2. The video frame reconstruction method of claim 1, wherein said obtaining optical flow information and warp differential for a previous frame and a current frame of a current frame comprises:

calculating the spatial position mapping relation between the pixels of the current frame image and the pixels of the previous frame image of the current frame to obtain optical flow information;

and after carrying out warp operation on the previous frame of the current frame based on the optical flow information, subtracting the current frame to obtain a warp difference.

3. The video frame reconstruction method of claim 1,

the related information of the reference frame comprises: reference frame, feature information extracted from the reference frame through resNet50 (residual error network), and reference optical flow.

4. The method of claim 1, wherein the deriving final feature information based on the first feature information and the second feature information comprises:

inputting the first characteristic information into a down-sampling network to obtain first reconstruction characteristic information;

inputting the second feature information into a down-sampling network to obtain second reconstruction feature information;

and subtracting the first reconstruction characteristic information and the second reconstruction characteristic information to obtain final characteristic information.

5. The method of claim 1, wherein the inputting the encoded final feature information and the second feature information into a decoding network to obtain a reconstructed frame comprises:

and splicing the final characteristic information and the second characteristic information and inputting the spliced final characteristic information and the second characteristic information into a decoding network to obtain a reconstructed frame.

6. A video frame reconstruction apparatus, comprising:

7. The video frame reconstruction apparatus of claim 6, wherein the acquisition module comprises:

the optical flow unit is used for calculating the spatial position mapping relation between the pixels of the current frame image and the pixels of the previous frame image of the current frame to obtain optical flow information;

and the warp difference unit is used for carrying out warp operation on the previous frame of the current frame based on the optical flow information and then subtracting the current frame to obtain a warp difference.

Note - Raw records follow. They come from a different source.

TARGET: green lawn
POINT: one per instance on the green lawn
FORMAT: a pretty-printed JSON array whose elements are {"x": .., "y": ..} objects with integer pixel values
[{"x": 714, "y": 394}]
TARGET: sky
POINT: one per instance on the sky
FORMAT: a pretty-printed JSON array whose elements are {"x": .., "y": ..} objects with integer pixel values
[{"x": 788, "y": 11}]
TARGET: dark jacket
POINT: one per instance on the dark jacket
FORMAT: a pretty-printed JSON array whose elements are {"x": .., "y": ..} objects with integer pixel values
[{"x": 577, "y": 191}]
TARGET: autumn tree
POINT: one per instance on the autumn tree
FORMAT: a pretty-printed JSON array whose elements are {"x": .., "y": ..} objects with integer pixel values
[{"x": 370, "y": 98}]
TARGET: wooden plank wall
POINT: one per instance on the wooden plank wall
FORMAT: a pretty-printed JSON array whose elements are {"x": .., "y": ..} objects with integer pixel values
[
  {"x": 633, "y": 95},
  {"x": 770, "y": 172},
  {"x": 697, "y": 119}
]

8. The video frame reconstruction apparatus of claim 6, wherein the final feature module comprises:

the first down-sampling unit is used for inputting the first characteristic information into a down-sampling network to obtain first reconstruction characteristic information;

the second downsampling unit is used for inputting the second feature information into a downsampling network to obtain second reconstruction feature information;

9. A video frame reconstruction terminal device comprising a memory, a processor and a computer program stored in said memory and executable on said processor, characterized in that said processor implements the steps of the method according to any of claims 1 to 5 when executing said computer program.

10. A computer-readable storage medium, in which a computer program is stored which, when being executed by a processor, carries out the steps of the method according to any one of claims 1 to 5.